At this point, the American Occupational Therapy Association has not adopted any position on the use of marijuana for medical or personal/recreational purposes among its members. However, this is not unusual given the lack of any such position among other health professions, other than the standard recommendation that members follow the laws of the state in which they practice. Nevertheless, because the impact of consuming marijuana, like that of other substances such as alcohol, is multi-consequential, the results of this study present need for ongoing address of this topic by the profession. This would include a continued monitoring of substance use among its members, the promotion of available treatment options for those abusing marijuana or other mood- altering substances, and a focused emphasis on substance abuse within educational curricula. Such address will provide increased support and assistance to members abusing the substance when needed, and provide ongoing accountability and reassurance to the public at large.
Limitations
A primary limitation in the present study was the overall low return rate often typified in postal surveys. Moreover, because of the professional sensitivity of the topic of marijuana use, those individuals currently using the drug for recreational purposes, especially in states where use is not legal, may have been hesitant to respond. In addition, because the sample was obtained from and constituted only members of the American Occupational Therapy Association, in which a disproportionately low percentage of occupational therapists in the United States maintain membership, the results may not accurately reflect the beliefs and behaviors of all US occupational therapy practitioners, nor are the results likely to reflect attitudes and use of marijuana among occupational therapists in any other country.
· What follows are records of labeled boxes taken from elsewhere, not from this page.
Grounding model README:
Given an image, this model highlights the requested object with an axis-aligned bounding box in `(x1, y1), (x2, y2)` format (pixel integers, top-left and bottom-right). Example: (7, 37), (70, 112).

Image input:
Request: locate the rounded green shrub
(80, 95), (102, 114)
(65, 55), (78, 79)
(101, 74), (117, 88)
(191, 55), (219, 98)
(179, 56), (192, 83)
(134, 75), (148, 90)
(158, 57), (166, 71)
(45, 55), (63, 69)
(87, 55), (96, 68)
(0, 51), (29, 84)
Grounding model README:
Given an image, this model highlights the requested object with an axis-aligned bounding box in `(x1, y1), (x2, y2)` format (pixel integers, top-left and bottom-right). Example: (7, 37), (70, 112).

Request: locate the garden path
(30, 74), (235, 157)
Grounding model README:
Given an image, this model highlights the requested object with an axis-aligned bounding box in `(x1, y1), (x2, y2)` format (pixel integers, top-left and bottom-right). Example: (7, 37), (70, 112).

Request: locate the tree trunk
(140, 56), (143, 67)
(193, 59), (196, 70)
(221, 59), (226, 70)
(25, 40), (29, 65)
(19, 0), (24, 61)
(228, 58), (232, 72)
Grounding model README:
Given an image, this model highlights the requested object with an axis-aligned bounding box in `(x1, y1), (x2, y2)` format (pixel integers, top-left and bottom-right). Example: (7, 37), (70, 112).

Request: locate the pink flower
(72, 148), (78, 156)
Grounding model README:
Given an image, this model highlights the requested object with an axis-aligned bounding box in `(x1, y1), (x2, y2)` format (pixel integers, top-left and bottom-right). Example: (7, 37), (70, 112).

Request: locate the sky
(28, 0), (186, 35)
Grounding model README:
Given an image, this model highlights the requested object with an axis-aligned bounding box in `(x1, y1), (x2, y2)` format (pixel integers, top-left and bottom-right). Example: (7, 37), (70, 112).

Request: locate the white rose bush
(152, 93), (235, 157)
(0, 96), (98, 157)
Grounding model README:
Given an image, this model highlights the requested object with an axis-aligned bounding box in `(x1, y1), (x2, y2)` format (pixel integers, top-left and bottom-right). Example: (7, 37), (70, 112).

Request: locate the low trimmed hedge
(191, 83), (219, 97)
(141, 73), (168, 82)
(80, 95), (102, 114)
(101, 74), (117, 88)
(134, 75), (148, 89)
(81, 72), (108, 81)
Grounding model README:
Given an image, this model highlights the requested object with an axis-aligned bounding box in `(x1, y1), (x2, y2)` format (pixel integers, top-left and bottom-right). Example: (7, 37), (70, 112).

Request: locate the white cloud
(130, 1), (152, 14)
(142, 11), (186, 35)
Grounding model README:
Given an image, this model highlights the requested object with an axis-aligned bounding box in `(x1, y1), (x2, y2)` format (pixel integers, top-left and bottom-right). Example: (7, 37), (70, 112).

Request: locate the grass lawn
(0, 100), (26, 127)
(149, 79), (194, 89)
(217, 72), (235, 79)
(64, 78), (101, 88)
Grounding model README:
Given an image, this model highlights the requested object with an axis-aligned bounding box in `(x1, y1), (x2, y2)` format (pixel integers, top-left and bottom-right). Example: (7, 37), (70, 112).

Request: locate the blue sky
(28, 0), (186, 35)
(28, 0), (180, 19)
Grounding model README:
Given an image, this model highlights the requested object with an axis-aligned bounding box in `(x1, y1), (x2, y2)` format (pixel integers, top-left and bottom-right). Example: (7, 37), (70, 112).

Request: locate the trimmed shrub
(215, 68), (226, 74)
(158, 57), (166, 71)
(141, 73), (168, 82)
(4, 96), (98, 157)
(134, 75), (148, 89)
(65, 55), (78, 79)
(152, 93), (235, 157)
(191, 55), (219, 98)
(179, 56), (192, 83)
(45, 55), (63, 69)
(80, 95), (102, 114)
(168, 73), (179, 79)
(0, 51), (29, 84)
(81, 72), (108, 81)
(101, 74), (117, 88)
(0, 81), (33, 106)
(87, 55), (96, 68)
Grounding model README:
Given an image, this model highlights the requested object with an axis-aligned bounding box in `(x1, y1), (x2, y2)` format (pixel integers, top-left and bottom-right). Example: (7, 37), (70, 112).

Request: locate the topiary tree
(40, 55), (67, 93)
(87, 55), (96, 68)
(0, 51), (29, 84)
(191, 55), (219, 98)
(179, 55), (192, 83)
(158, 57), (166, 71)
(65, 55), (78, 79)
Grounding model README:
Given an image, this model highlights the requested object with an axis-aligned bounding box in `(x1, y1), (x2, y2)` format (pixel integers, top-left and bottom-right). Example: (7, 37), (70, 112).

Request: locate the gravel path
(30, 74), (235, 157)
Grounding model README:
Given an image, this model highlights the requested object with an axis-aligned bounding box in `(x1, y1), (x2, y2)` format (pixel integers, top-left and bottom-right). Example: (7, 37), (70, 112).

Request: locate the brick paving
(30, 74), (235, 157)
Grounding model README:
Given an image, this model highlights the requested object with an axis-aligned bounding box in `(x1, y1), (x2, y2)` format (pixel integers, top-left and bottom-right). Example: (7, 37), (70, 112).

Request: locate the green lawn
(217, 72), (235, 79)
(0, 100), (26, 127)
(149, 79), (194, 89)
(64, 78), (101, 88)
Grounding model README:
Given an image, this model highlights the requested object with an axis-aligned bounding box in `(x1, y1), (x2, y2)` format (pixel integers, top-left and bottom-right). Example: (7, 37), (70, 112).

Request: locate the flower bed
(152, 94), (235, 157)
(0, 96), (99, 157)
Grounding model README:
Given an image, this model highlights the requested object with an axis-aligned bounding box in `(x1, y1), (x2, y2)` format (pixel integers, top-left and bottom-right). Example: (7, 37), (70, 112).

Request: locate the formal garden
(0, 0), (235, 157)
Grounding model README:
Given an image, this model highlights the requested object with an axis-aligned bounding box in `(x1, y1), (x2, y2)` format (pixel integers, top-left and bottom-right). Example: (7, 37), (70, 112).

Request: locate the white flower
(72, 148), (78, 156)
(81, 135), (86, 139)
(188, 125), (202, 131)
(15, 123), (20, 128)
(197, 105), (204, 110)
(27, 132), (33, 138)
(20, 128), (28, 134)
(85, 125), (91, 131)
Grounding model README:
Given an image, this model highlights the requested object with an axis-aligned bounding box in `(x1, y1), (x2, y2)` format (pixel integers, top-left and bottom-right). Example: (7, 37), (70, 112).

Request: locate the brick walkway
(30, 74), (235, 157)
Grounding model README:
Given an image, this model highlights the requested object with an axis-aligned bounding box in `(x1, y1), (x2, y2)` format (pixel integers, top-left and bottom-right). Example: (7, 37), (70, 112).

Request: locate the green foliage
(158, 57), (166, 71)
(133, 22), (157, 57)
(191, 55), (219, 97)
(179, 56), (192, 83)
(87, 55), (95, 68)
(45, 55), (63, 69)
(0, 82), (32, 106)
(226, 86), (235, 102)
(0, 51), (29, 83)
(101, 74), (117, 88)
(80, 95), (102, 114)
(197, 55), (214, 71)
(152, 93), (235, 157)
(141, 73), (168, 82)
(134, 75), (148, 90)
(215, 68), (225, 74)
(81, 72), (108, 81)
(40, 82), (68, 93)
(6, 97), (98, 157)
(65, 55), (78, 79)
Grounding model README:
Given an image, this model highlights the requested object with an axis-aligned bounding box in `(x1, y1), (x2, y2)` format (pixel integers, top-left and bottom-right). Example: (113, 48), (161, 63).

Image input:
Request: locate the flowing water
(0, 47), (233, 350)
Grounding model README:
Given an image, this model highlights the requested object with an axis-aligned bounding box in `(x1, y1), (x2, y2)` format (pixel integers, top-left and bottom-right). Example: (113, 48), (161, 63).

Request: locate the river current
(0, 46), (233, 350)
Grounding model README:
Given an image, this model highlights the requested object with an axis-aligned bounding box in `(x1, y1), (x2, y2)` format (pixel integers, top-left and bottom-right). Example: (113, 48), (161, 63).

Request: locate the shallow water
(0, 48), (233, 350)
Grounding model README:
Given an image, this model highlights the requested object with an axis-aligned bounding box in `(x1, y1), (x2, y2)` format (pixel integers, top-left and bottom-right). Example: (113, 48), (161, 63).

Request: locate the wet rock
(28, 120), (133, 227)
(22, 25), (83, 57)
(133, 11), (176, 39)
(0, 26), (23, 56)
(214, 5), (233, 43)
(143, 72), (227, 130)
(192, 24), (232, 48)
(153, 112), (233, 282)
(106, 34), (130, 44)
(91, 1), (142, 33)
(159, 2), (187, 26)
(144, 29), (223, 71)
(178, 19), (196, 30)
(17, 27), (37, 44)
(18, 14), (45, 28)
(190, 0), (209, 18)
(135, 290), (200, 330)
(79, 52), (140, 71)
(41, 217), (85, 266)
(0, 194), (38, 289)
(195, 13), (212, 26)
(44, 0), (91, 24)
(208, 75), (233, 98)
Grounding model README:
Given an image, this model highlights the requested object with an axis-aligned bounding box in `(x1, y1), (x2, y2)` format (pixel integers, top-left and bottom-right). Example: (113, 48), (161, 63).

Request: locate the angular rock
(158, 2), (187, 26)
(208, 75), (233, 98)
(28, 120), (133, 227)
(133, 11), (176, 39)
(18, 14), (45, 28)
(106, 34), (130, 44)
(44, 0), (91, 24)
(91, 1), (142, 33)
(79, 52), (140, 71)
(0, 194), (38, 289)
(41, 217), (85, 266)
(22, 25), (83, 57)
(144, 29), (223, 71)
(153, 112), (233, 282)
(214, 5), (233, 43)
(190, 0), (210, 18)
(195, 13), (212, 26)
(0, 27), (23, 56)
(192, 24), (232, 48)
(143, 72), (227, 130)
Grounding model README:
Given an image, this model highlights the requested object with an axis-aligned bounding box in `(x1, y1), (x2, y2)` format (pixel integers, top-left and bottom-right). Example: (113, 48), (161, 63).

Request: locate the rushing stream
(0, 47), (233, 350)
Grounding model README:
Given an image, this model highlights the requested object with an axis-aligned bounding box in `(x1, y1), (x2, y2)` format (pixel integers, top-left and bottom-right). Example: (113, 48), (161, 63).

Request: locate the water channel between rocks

Declaration of Conflicting Interests
The authors report no conflicts of interest. The authors certify that they have no affiliations with or involvement in any organization or entity with any financial interest or non-financial interest in the subject matter, materials, or results discussed in this manuscript. The authors alone are responsible for the content and writing of the paper.
Funding
This research received no specific grant support from any funding agency in the public, commercial, or not-for- profit sectors.